Początkowo nie było wiadomo, jak się tu znalazły i czym są. Były sprężyste w dotyku, o jajowatym kształcie. Podejrzewano kosmitów, którzy wybrali sobie tę właśnie plażę na idealne miejsce na rozród. Jednak prawda była znacznie mniej ekscytująca...
Mamy do czynienia z jedną z odmian algi. To bez wątpienia bardzo rzadkie zjawisko, ale nie ma tu nic nadprzyrodzonego - mówili naukowcy z wydziału biologii i środowiska na Uniwersytecie NSW w Sydney.
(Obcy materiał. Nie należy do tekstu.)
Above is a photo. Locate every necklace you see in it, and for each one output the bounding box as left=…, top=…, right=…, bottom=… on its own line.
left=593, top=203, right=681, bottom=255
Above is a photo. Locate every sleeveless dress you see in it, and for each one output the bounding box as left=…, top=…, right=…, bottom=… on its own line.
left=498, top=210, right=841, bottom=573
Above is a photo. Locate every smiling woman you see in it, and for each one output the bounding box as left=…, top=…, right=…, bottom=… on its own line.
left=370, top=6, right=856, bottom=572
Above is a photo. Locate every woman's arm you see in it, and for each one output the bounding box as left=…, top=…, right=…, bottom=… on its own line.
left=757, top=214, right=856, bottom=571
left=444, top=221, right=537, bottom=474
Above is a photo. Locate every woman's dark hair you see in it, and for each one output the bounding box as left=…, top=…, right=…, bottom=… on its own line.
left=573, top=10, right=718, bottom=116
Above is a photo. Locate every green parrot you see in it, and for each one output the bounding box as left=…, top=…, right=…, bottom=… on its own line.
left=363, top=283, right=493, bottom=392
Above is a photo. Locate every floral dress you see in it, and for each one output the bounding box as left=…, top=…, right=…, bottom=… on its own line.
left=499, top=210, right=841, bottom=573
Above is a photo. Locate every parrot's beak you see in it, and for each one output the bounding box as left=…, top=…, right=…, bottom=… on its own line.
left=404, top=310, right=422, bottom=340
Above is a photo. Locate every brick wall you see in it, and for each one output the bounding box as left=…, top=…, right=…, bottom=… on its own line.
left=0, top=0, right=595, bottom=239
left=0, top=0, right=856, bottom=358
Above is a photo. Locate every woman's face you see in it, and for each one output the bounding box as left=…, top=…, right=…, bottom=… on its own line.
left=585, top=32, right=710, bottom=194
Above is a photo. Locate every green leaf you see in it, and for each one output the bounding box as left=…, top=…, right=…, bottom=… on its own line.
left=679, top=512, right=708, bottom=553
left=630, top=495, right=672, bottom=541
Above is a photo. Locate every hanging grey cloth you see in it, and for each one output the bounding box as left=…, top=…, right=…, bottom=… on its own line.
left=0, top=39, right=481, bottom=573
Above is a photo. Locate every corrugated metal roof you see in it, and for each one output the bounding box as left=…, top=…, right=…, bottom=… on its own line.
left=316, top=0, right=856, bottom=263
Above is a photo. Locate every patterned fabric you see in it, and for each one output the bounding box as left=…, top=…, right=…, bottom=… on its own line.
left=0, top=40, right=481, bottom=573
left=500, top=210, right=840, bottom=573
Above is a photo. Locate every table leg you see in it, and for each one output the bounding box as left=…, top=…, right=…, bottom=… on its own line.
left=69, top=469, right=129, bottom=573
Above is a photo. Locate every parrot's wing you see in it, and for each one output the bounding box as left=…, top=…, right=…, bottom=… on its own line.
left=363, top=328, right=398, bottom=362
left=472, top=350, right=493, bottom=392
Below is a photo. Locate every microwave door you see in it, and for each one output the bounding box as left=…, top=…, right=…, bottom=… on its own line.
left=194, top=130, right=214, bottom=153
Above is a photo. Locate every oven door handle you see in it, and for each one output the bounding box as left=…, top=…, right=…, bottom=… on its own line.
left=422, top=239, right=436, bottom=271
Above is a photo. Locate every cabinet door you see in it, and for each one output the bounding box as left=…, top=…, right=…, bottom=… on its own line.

Niektóre rośliny mają tendencję do zbijania się w kulki i swobodnego przemieszczania się z prądem lub z wiatrem. Jednak najczęściej dzieje się to z martwymi roślinami. Algi, które morze wyrzuciło na plażę, są żywe. Dzięki formie kulki wolniej wysychają, gdy znajdą się na lądzie.
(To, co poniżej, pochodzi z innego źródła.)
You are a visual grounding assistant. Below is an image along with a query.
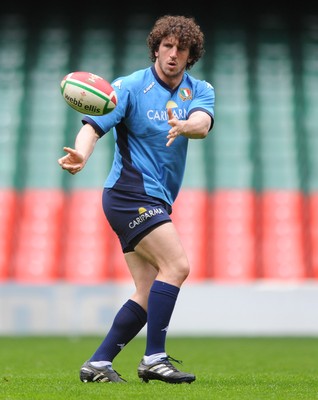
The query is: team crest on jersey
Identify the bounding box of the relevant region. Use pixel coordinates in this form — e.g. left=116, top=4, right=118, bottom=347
left=179, top=88, right=192, bottom=101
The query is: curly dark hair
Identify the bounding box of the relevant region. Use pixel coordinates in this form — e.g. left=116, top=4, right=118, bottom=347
left=147, top=15, right=205, bottom=70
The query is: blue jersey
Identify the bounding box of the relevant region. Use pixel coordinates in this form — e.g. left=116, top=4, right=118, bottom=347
left=82, top=66, right=215, bottom=205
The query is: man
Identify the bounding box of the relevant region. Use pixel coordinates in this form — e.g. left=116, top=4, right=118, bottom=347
left=58, top=15, right=215, bottom=383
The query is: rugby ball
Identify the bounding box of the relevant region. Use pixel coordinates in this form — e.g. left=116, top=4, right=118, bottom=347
left=61, top=71, right=117, bottom=115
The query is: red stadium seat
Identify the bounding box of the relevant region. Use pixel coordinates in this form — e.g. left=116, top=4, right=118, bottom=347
left=0, top=188, right=18, bottom=281
left=62, top=189, right=112, bottom=284
left=13, top=189, right=64, bottom=283
left=259, top=191, right=308, bottom=280
left=111, top=233, right=132, bottom=281
left=207, top=189, right=257, bottom=282
left=171, top=189, right=208, bottom=281
left=308, top=192, right=318, bottom=279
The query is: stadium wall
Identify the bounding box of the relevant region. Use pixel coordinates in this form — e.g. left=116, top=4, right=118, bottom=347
left=0, top=281, right=318, bottom=336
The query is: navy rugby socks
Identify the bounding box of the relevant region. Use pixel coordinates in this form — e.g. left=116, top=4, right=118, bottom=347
left=89, top=300, right=147, bottom=362
left=145, top=281, right=180, bottom=356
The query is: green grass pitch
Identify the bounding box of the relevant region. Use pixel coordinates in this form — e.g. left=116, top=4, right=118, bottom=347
left=0, top=336, right=318, bottom=400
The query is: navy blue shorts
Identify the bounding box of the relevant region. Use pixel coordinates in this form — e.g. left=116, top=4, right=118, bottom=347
left=102, top=188, right=172, bottom=253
W takiej jednak ilości wzbudziły niemały popłoch. Dodatkowo było to już kolejne nietypowe wydarzenie w ciągu 2 miesięcy , jakie można było obserwować na plażach Sydney. Miesiąc temu mieszkańcy oglądali niesamowity, fluorescencyjny fitoplankton, który w nocy świecił delikatnym, błękitnym światłem.